Background: Sip-T is an autologous immunotherapy approved for asymptomatic or minimally symptomatic metastatic castration-resistant prostate cancer (mCRPC).Many therapeutic agents have been approved in a short time frame, and their optimal sequencing in mCRPC is under investigation. The sequencing of agents post–sip-T treatment on PROCEED (NCT01306890) and factors associated with a shorter time to first ACI (tACI) are described. Methods: The number of unique and most common sequences and sequence trends were analyzed. Post–sip-T ACIs evaluated were abiraterone (abi), enzalutamide (enz), docetaxel (D), and cabazitaxel (cbz), excluding radium-223 due to its late approval relative to PROCEED initiation. The tACI and factors associated with shorter tACI were assessed. Results: 1902 pts received ≥1 sip-T infusion, and an estimated 37.0% and 21.2%had not received an ACI at 1 and 2 y, respectively, post–sip-T. 1331 (70%) pts received abi, enz, D, or cbz after sip-T. 47 therapy sequences were recorded post–sip-T, with the most used therapies in order of prevalence: abi alone, enz alone, D alone, abi → enz, abi → D, D → enz, and D → abi. The most common post–sip-T sequences beginning with abi, enz, or D are below (Table). Only 25 pts received cbz as the first ACI post–sip-T. Pts who received abi prior to sip-T had a shorter median tACI (4.6 mos) compared with all pts (8.3 mos) or pts with D prior to sip-T (7.3 mos).
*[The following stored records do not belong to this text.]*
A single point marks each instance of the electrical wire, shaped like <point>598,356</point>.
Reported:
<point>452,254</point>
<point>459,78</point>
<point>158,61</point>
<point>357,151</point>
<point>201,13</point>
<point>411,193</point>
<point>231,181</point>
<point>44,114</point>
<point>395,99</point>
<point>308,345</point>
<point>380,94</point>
Higher baseline alkaline phosphatase, lower hemoglobin, and prior radical prostatectomy were associated with shorter tACI. Conclusions: In the evolving mCRPC space, 47 unique ACI sequences were recorded post-sip-T. The most common sequences post–sip-T were abi, enz, and D as single agents. Prior abi was associated with a shorter tACI post–sip-T, which warrants longer follow-up. While many pts received subsequent therapy, ~20% had not received an ACI at 2 y post–sip-T. Clinical trial information: NCT01306890

*Many pts in PROCEED received their first ACI prior to FDA approval of enz pre-D.